- Consult your doctor and dentist if you have tried the self-help approaches without success.
- You should also see your doctor if nostril dilators have relieved the problem, because it could mean that you have nasal obstruction that could be dealt with by surgery.
- You should also see your doctor if you have any of the symptoms of sleep apnoea.
Your dentist can advise you about ‘mandibular advancement splints’ that you place in your mouth for sleeping. Made-to-measure splints are better than the types you buy over the counter. They consist of splints that fit closely over the upper and lower teeth and are linked by a tension band to pull the lower jaw forward. But they are expensive, costing several hundred pounds in the UK, and will probably have to be replaced after 18 months. Also, they do not always work (they reduce snoring in about 75% of people), and they may make your jaw ache and cause dry mouth or excessive saliva production. A few dentists have been trained to fit them. If your dentist has not had this training, he or she can refer you to a specialist orthodontist.
Your doctor can advise you about other treatments.
Uvulopalato-pharyngo-plasty. In the 1980s, an uvulopalato-pharyngo-plasty operation was a common treatment for people who could not lead normal lives because of their snoring. In this procedure, a 1-cm strip is removed from along the entire free edge of the soft palate, including the uvula. As it heals, it scars, and this stiffens the palate so that it cannot vibrate. The disadvantages are that it is very painful, recovery takes several weeks, it will not cure the problem if the base of the tongue vibrates as well as the palate, the voice may change (which is especially noticeable in singers) and cure may not be permanent. After the operation, some people find that fluid goes up into the nose when they drink.

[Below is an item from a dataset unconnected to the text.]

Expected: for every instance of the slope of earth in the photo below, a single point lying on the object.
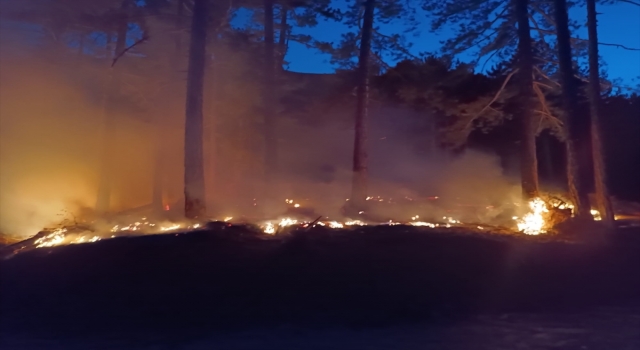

Laser surgery. In the 1990s, laser treatment became popular. This burns away part of the uvula and soft palate to produce the desired scarring. It takes about 15–20 minutes and can usually be done under a local anaesthetic. This technique (laser palatoplasty) has fewer side effects; there will be pain and discomfort in the throat for about 2 weeks afterwards, and some people have a slight feeling of dryness in the throat for several months. These operations improve snoring in about 85% of cases, but the cure is not always permanent. A similar technique uses a fine, heated needle (diathermy palatoplasty).
Radiofrequency ablation (somnoplasty) is another method of stiffening the fleshy soft palate. It uses radio waves to heat, stiffen and shrink the tissue. Each treatment takes about 20 minutes and about 10 treatments are needed. It is done under a local anaesthetic. It may not be very effective in the long term; 18 months after the treatment, 78% of patients said that they were still snoring heavily (Journal of Laryngology and Otology 2002;116:116–118).
Mask and air pressure treatment. The other approach is nasal CPAP, which stands for ‘continuous positive airways pressure’. This involves wearing a mask at night, which is attached to a machine that delivers air under pressure to keep the throat open. Some people cannot get used to the noise of the machine, or the claustrophobic feeling of wearing a mask. In the UK, each machine costs the National Health Service about £600, with a further £200 each year for filters and masks, so the treatment is available only for people whose snoring is part of the sleep apnoea syndrome.